9:5 If people do not welcome you [warning to expect opposition], shake the dust off your feet [this action had strong cultural implications; indicated contempt for an area and no further involvement with the people of that area; cf. Lk. 10:10-11; Acts 13:51] when you leave their town, as a testimony against them.”

9:6 So they [six teams of two] set out and went from village to village, preaching the gospel and healing people everywhere.

9:7 Now Herod [Herod Antipas (a son of Herod the Great); had John the Baptist executed (Lk. 3:19-20; Matt. 14:1-12); Jesus taken to Herod before the Crucifixion (Lk. 23:6-12)] the tetrarch heard about all that was going on. And he was perplexed, because some were saying that John had been raised from the dead,

9:8 others that Elijah [the OT prophet taken to heaven in a whirlwind (2 Kings 2:1-11)] had appeared [some applied the prophecy in Mal. 4:5 applied to Jesus], and still others that one of the prophets [such as Moses, Isaiah, or Jeremiah] of long ago had come back to life.

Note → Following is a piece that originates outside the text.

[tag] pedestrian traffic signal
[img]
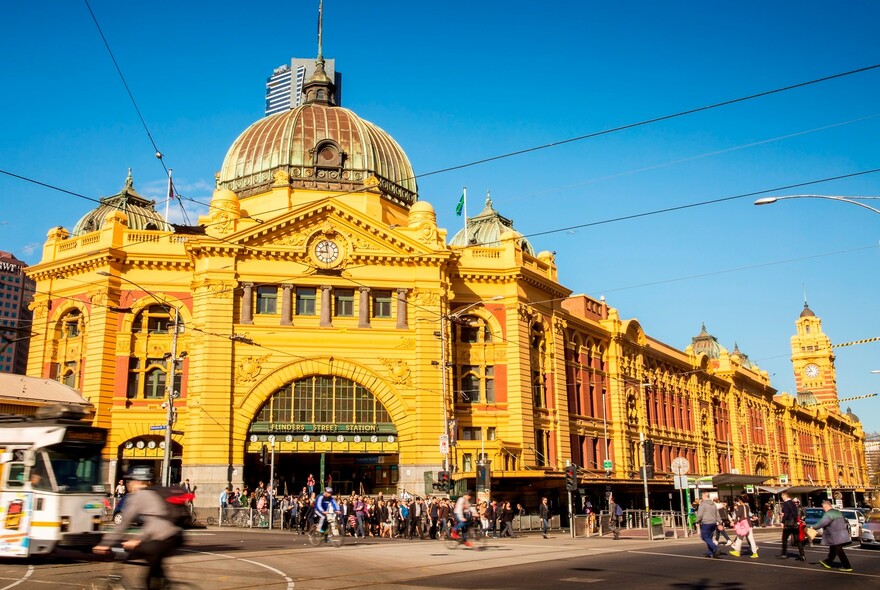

9:9 But Herod said, “I beheaded John [cf. Matt. 14:1-12; Mk. 6:14-29]. Who, then, is this I hear such things about?” And he tried to see him.

9:10 When the apostles returned, they reported to Jesus what they had done. Then he took them with him and they withdrew by themselves to a town called Bethsaida [Andrew and his brother Simon and Philip were from Bethsaida (Jn. 1:44), a small town located on the northeast shore of the Sea of Galilee; name Bethsaida means “house of fish”],

9:11 but the crowds learned about it and followed [continuous action: kept following] him. He welcomed them and spoke to them about the kingdom of God, and healed those who needed healing.

9:12 Late in the afternoon the Twelve came to him and said [note that the Twelve essentially were unwilling to accept responsibility for the welfare of the crowd…], “Send the crowd away so they can go to the surrounding villages and countryside and find food and lodging, because we are in a remote place here.”

9:13 He replied [note that Jesus placed the responsibility for the welfare of the crowd on the shoulders of the Twelve…], “You give them something to eat.” They answered, “We have only five loaves of bread [“five small barley loaves” (Jn. 6:9), the cheapest of all grains; considered an inferior sort of bread] and two fish [probably small pickled fish]—unless we go and buy food for all this crowd.”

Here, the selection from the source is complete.